For the identity matrix (1 on the diagonal, 0 elsewhere), every off-diagonal product cancels and \(\det = 1\times1\times1\times1 = 1\). For a diagonal matrix with entries 2, 3, 4, 5 the determinant is the product of the diagonal:

$$2\times3\times4\times5 = 120$$

Interpreting Your Determinant

The determinant of a 4×4 matrix \(A\) is a single scalar that encodes how the linear transformation \(x\mapsto Ax\) reshapes four-dimensional space. Read your result as follows.

Sign — orientation

A positive determinant means the transformation preserves orientation (handedness) of the coordinate system; a negative determinant means orientation is reversed (a reflection is involved). The sign alone tells you nothing about how much space is stretched — only whether the basis is flipped.
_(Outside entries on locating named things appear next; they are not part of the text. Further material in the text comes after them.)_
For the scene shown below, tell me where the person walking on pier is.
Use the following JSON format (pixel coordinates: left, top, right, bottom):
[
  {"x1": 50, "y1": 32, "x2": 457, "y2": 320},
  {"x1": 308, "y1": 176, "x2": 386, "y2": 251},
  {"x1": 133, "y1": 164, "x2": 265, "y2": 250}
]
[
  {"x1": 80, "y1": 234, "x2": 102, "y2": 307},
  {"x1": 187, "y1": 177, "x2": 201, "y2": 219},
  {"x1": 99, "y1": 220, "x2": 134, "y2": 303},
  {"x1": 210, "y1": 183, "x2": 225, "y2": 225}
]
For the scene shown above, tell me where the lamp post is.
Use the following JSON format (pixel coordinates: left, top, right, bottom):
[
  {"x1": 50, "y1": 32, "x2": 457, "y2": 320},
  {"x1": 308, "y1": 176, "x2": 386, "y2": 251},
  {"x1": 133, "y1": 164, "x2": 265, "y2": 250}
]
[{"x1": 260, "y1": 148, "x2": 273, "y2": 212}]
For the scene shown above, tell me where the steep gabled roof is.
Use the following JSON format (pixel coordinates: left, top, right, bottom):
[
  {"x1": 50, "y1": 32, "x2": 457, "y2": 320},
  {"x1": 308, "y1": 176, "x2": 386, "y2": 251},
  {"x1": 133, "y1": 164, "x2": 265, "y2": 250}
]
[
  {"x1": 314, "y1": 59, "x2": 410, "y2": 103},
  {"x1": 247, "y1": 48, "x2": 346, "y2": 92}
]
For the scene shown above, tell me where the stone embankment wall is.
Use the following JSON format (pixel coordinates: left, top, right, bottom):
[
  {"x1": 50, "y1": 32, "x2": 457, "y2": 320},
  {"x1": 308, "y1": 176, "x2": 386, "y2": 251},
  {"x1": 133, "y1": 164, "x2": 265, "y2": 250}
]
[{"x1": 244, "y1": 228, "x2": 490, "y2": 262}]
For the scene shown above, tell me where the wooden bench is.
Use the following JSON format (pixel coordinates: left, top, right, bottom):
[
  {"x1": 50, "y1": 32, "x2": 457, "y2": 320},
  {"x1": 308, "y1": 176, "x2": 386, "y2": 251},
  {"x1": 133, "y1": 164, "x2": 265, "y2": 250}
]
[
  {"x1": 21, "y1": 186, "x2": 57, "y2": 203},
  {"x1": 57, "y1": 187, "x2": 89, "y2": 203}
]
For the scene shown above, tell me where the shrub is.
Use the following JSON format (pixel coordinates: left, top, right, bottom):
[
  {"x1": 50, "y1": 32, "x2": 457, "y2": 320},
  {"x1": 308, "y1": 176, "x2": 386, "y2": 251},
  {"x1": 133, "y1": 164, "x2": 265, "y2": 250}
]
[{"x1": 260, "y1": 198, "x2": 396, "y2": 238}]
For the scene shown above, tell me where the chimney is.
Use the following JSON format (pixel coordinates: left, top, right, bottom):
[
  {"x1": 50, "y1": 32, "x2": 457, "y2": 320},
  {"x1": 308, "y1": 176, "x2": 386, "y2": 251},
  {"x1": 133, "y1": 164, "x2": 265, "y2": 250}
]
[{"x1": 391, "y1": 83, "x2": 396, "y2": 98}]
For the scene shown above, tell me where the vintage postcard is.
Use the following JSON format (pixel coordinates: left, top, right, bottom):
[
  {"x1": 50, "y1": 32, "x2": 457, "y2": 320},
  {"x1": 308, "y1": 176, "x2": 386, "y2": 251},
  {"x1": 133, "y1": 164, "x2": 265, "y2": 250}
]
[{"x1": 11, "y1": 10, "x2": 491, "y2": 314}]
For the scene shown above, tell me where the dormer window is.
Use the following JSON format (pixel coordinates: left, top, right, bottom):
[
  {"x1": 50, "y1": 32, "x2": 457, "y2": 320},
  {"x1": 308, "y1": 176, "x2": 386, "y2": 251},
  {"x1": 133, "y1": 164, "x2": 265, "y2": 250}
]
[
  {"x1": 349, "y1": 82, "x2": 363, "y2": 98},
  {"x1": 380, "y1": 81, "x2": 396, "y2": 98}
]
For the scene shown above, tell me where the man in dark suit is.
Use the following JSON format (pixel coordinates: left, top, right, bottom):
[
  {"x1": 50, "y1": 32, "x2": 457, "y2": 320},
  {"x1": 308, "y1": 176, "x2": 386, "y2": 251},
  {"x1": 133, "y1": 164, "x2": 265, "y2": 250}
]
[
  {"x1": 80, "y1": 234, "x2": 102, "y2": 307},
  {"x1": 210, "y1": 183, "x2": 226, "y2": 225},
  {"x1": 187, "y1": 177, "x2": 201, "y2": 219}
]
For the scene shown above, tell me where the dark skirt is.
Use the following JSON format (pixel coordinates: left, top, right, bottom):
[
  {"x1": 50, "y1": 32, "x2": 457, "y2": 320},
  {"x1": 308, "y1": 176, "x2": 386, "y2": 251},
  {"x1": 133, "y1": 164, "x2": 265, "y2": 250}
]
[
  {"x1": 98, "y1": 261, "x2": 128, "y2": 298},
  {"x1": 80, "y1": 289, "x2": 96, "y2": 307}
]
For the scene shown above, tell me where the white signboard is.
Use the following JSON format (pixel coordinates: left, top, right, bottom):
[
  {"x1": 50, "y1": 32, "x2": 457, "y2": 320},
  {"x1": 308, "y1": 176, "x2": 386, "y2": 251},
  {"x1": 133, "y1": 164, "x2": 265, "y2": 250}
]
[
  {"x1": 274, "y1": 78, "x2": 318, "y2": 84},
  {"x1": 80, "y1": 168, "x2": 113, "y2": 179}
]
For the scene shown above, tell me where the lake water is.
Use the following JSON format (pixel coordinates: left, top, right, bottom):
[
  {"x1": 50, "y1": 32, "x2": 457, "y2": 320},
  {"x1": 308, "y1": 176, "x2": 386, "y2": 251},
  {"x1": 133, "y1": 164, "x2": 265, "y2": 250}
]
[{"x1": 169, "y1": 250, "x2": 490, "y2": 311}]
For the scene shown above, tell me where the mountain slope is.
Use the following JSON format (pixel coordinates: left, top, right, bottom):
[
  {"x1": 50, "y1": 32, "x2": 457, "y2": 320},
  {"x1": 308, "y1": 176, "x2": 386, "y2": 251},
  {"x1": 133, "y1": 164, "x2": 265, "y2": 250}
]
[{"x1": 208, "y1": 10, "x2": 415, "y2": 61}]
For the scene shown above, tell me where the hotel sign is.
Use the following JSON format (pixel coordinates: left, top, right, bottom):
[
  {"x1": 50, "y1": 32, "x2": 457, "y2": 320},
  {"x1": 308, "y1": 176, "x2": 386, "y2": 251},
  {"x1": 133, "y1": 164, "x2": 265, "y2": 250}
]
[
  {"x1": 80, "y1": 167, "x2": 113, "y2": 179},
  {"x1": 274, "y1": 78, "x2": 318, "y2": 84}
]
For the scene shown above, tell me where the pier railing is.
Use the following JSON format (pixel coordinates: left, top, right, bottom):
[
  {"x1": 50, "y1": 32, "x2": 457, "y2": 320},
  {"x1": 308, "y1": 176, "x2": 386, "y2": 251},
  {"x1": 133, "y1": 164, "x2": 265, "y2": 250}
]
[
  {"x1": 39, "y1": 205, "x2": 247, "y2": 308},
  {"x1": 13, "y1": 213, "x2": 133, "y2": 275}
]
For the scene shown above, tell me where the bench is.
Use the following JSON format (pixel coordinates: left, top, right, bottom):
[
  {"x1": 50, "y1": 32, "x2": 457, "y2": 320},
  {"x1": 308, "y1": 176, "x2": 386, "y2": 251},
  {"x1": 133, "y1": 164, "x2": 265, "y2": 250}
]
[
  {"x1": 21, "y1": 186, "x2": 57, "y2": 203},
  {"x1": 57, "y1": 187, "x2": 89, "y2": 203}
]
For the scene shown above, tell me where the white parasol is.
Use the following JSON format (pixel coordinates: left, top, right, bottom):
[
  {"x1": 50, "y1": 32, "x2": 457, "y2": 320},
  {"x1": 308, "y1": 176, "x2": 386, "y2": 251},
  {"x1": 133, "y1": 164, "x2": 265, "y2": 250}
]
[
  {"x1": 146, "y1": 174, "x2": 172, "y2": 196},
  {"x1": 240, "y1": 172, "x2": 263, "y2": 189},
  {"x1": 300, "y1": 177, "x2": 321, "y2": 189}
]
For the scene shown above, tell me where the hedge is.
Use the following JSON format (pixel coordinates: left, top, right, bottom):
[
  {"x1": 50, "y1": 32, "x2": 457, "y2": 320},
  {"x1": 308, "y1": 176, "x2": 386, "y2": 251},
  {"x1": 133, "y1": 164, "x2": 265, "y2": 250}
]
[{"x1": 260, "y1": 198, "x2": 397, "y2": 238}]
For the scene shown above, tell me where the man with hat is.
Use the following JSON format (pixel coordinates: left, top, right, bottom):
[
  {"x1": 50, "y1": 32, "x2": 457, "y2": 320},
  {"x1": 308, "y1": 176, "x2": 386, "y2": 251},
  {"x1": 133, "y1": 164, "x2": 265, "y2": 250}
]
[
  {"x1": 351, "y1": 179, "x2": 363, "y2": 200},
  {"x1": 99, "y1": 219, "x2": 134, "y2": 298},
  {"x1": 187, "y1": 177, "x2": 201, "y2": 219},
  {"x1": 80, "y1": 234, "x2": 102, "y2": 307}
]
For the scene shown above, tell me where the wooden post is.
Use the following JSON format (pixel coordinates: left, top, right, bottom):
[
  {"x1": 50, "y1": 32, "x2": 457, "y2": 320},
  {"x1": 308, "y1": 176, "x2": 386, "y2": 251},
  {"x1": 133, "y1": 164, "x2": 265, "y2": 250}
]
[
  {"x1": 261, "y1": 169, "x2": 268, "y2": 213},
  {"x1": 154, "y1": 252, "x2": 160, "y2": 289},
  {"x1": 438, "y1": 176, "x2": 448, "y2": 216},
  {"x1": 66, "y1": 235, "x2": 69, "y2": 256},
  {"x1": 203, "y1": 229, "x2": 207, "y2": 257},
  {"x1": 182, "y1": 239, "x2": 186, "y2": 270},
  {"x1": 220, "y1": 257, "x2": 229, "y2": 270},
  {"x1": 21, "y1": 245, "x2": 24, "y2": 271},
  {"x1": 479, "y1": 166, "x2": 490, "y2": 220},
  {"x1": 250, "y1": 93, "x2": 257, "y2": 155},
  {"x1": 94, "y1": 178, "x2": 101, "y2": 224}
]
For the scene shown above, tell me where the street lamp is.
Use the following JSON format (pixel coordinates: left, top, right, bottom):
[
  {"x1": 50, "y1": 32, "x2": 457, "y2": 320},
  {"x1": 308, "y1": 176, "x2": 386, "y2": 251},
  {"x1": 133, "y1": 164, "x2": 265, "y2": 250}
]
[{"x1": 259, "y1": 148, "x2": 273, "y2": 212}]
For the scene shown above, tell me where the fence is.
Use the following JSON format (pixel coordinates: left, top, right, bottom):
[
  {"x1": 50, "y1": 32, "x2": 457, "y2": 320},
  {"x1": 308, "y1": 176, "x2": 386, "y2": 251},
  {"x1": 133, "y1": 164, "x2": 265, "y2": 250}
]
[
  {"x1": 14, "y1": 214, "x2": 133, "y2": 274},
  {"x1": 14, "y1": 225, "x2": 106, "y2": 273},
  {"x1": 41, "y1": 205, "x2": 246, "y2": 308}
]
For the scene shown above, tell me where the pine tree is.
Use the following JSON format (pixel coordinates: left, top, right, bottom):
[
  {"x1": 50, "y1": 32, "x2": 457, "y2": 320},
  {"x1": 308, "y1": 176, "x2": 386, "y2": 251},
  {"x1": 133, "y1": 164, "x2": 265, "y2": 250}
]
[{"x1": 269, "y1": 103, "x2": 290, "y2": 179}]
Magnitude — 4D volume scaling

The absolute value \(|\det(A)|\) is the factor by which the transformation scales 4-dimensional (hyper)volume. The unit hypercube of volume 1 is mapped to a parallelotope of volume \(|\det(A)|\). For instance, \(|\det(A)|=20\) means hypervolumes are magnified 20-fold, while \(|\det|=0.5\) means they are halved.

det = 0 — singular and non-invertible

When \(\det(A)=0\) the matrix collapses 4D space onto a lower-dimensional subspace (a 3D or thinner "flat"), destroying volume. Such a matrix is singular: it has no inverse, the linear system \(Ax=b\) fails to have a unique solution, and at least one row (and one column) is a linear combination of the others.

Relation to the inverse and linear independence

A matrix is invertible if and only if \(\det(A)\neq 0\). When it is nonzero, the determinant of the inverse satisfies \(\det(A^{-1})=1/\det(A)\), so a small \(|\det|\) signals a nearly singular, numerically unstable inverse. A nonzero determinant is also exactly the condition that the four rows (equivalently, the four columns) are linearly independent and span the full 4-dimensional space.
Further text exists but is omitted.